Columbia, IFRA, and Sciences Po Research Masterclass in Nigeria

Columbia, IFRA, and Sciences Po Research Masterclass in Nigeria

In July 2018, the French Institute for Research in Africa (IFRA) Nigeria (Ibadan), Sciences Po (Paris) and the Institute of African Studies at Columbia University (New York) will host their second joint Research Masterclass in Nigeria, under the direction of IAS director Prof. Brian Larkin and Prof. Laurent Fourchard (Sciences Po - CERI). The class, entitled New Forms of Labor and Circulations of Goods and Persons in Nigeria, is made possible through the support of the French-Americal Cultural Exchange (FACE) Partnership University Fund and Alliance Program will be held this year at Mambayya House in Kano, Nigeria. It comes on the heels of the Sacred Urbanism, Entrepreneurial Religion, Infrastructure and the New Urbanism in Nigeria Masterclass held at the University of Ibadan in July 2017.

The Masterclass is aimed at PhD students in Social Sciences and Humanities at the beginning of their doctoral studies (1st or 2nd year), who have not yet finished conducting their fieldwork, and also at students finishing a research master’s degree and planning to continue with doctoral studies. It trains students in intellectual questions, methods, and writing strategies relevant for their future careers. Participants focus on methodology and engage in reading seminars and firsthand research with the goal of writing a short analysis, which will be published online.

2017's Sacred Urbanism Masterclasss, also supported by the Partnership University Fund and Alliance, brought 18 junior doctoral students from all over Nigeria to the University of Ibadan around the topic of religion as a shaping force in urban space. It has long been true that urban studies has viewed religion as something that happens in cities but not as a producer of urban space. In response to this, recent scholarship examines the ways that faith-based movements are increasingly coming to take on a role formerly played by the state in shaping the infrastructures, residences, schools, economies, and cultural practices of urban life. This is spectacularly the case in the prayer cities that have formed along the Lagos-Ibadan corridor in which massive gated communities represent a distinct form of gated urbanism complete with electricity supply, road building, education and health facilities, and water supply all provided by religious institutions rather than the state. Over the course of the 2017 Masterclass, students engaged in reading seminars around the Sacred Urbanism theme, developed intellectual questions around that topic, and pursued primary research at a field site. The masterclass examined arguments about the ways in which religious movements are increasingly coming to shape the future of urbanism in Nigeria.

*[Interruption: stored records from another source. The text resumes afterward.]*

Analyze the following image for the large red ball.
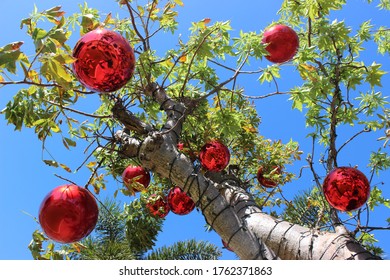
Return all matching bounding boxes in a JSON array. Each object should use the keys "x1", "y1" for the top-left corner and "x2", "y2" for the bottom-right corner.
[
  {"x1": 146, "y1": 194, "x2": 170, "y2": 218},
  {"x1": 261, "y1": 24, "x2": 299, "y2": 63},
  {"x1": 199, "y1": 140, "x2": 230, "y2": 172},
  {"x1": 322, "y1": 167, "x2": 370, "y2": 211},
  {"x1": 122, "y1": 165, "x2": 150, "y2": 192},
  {"x1": 168, "y1": 187, "x2": 195, "y2": 215},
  {"x1": 39, "y1": 185, "x2": 99, "y2": 243},
  {"x1": 73, "y1": 28, "x2": 135, "y2": 92}
]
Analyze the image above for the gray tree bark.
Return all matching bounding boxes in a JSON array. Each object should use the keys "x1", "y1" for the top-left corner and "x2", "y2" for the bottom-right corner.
[{"x1": 113, "y1": 85, "x2": 379, "y2": 260}]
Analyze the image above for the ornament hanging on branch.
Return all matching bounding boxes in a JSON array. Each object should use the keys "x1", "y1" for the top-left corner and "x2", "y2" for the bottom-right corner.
[
  {"x1": 122, "y1": 165, "x2": 150, "y2": 192},
  {"x1": 168, "y1": 187, "x2": 195, "y2": 215},
  {"x1": 322, "y1": 167, "x2": 370, "y2": 211},
  {"x1": 199, "y1": 140, "x2": 230, "y2": 172},
  {"x1": 73, "y1": 28, "x2": 135, "y2": 92},
  {"x1": 146, "y1": 194, "x2": 170, "y2": 218},
  {"x1": 39, "y1": 185, "x2": 99, "y2": 243}
]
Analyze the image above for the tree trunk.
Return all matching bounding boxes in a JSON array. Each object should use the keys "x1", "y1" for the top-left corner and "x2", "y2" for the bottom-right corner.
[{"x1": 113, "y1": 83, "x2": 378, "y2": 260}]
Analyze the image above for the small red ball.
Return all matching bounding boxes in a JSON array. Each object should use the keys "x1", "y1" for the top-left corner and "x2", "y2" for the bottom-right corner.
[
  {"x1": 146, "y1": 194, "x2": 170, "y2": 218},
  {"x1": 322, "y1": 167, "x2": 370, "y2": 211},
  {"x1": 168, "y1": 187, "x2": 195, "y2": 215},
  {"x1": 38, "y1": 185, "x2": 99, "y2": 243},
  {"x1": 199, "y1": 140, "x2": 230, "y2": 172},
  {"x1": 122, "y1": 165, "x2": 150, "y2": 192},
  {"x1": 257, "y1": 166, "x2": 282, "y2": 188},
  {"x1": 222, "y1": 239, "x2": 234, "y2": 252},
  {"x1": 261, "y1": 24, "x2": 299, "y2": 63},
  {"x1": 73, "y1": 28, "x2": 135, "y2": 92}
]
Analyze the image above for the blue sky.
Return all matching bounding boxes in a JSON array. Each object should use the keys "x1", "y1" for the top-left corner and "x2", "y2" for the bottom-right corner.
[{"x1": 0, "y1": 0, "x2": 390, "y2": 260}]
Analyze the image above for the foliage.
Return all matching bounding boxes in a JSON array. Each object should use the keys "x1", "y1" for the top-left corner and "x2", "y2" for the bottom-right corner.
[{"x1": 0, "y1": 0, "x2": 390, "y2": 259}]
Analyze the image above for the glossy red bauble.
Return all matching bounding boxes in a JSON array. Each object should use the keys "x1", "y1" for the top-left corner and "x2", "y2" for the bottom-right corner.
[
  {"x1": 322, "y1": 167, "x2": 370, "y2": 211},
  {"x1": 199, "y1": 140, "x2": 230, "y2": 172},
  {"x1": 222, "y1": 239, "x2": 234, "y2": 252},
  {"x1": 261, "y1": 24, "x2": 299, "y2": 63},
  {"x1": 39, "y1": 185, "x2": 99, "y2": 243},
  {"x1": 122, "y1": 165, "x2": 150, "y2": 192},
  {"x1": 73, "y1": 28, "x2": 135, "y2": 92},
  {"x1": 146, "y1": 194, "x2": 170, "y2": 218},
  {"x1": 168, "y1": 187, "x2": 195, "y2": 215},
  {"x1": 257, "y1": 166, "x2": 282, "y2": 188}
]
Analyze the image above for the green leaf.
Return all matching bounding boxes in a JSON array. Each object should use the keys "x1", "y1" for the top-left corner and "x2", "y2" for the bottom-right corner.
[{"x1": 365, "y1": 62, "x2": 387, "y2": 87}]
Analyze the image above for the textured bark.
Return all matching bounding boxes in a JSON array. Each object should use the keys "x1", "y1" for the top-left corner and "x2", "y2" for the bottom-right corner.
[{"x1": 115, "y1": 83, "x2": 378, "y2": 260}]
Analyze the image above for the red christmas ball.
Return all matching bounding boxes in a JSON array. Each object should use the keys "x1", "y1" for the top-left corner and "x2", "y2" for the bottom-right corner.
[
  {"x1": 322, "y1": 167, "x2": 370, "y2": 211},
  {"x1": 146, "y1": 194, "x2": 170, "y2": 218},
  {"x1": 122, "y1": 165, "x2": 150, "y2": 192},
  {"x1": 257, "y1": 166, "x2": 282, "y2": 188},
  {"x1": 168, "y1": 187, "x2": 195, "y2": 215},
  {"x1": 199, "y1": 140, "x2": 230, "y2": 172},
  {"x1": 222, "y1": 239, "x2": 234, "y2": 252},
  {"x1": 261, "y1": 24, "x2": 299, "y2": 63},
  {"x1": 39, "y1": 185, "x2": 99, "y2": 243},
  {"x1": 73, "y1": 28, "x2": 135, "y2": 92}
]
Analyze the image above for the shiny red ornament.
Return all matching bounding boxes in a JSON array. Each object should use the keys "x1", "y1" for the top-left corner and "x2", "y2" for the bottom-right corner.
[
  {"x1": 146, "y1": 194, "x2": 170, "y2": 218},
  {"x1": 168, "y1": 187, "x2": 195, "y2": 215},
  {"x1": 257, "y1": 166, "x2": 282, "y2": 188},
  {"x1": 199, "y1": 140, "x2": 230, "y2": 172},
  {"x1": 322, "y1": 167, "x2": 370, "y2": 211},
  {"x1": 73, "y1": 28, "x2": 135, "y2": 92},
  {"x1": 39, "y1": 185, "x2": 99, "y2": 243},
  {"x1": 261, "y1": 24, "x2": 299, "y2": 63},
  {"x1": 122, "y1": 165, "x2": 150, "y2": 192},
  {"x1": 222, "y1": 239, "x2": 234, "y2": 252}
]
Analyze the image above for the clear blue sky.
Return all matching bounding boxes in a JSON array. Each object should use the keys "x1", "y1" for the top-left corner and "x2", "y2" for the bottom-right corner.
[{"x1": 0, "y1": 0, "x2": 390, "y2": 260}]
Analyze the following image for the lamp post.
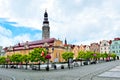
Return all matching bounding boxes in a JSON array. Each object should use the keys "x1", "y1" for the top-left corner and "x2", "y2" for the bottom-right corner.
[{"x1": 44, "y1": 43, "x2": 51, "y2": 71}]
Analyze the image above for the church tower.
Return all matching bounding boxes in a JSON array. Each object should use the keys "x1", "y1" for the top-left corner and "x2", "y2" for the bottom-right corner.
[{"x1": 42, "y1": 10, "x2": 50, "y2": 39}]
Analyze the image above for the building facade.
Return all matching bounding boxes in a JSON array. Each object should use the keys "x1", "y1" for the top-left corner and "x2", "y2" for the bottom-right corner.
[
  {"x1": 0, "y1": 46, "x2": 5, "y2": 56},
  {"x1": 110, "y1": 38, "x2": 120, "y2": 56},
  {"x1": 5, "y1": 10, "x2": 66, "y2": 62},
  {"x1": 90, "y1": 43, "x2": 100, "y2": 53},
  {"x1": 42, "y1": 10, "x2": 50, "y2": 39},
  {"x1": 100, "y1": 40, "x2": 111, "y2": 54},
  {"x1": 5, "y1": 38, "x2": 65, "y2": 62},
  {"x1": 84, "y1": 45, "x2": 90, "y2": 51}
]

This year, the Research Masterclass centered on the subject of New Forms of Labor and Circulations of Goods and Persons in NigeriaPrecariousness of work has become dominant in most of African economies under structural adjustment. Formal employment has been replaced with a far more amorphous, more lowly paid, insecure casualized work and self-employed petty trade with erratic earnings. The opening up of the market, the lowering of trade barriers, the urbanization process and the commoditization of services have simultaneously increased the circulation of goods and people and have created new job opportunities.

The 2018 Masterclass focused on the ways in which these circulations shape or reshape the labor market in a context of massive precariousness. If phenomenon such as migrations, informal labor and rural exodus have been extensively studied, movement of people and goods have seldom been looked at as emerging factors of new forms of labor. This included business strategies focusing on new types of transnational goods (electronic and ITC service providers, religious materials), on travelers and pilgrims as targeted customers or on activities developed within groups characterized by their mobility (drivers, traders, waste collectors…). Once again, students participated in a combination of seminars and data collection in the field, culminating in a write-up and presentation of their research.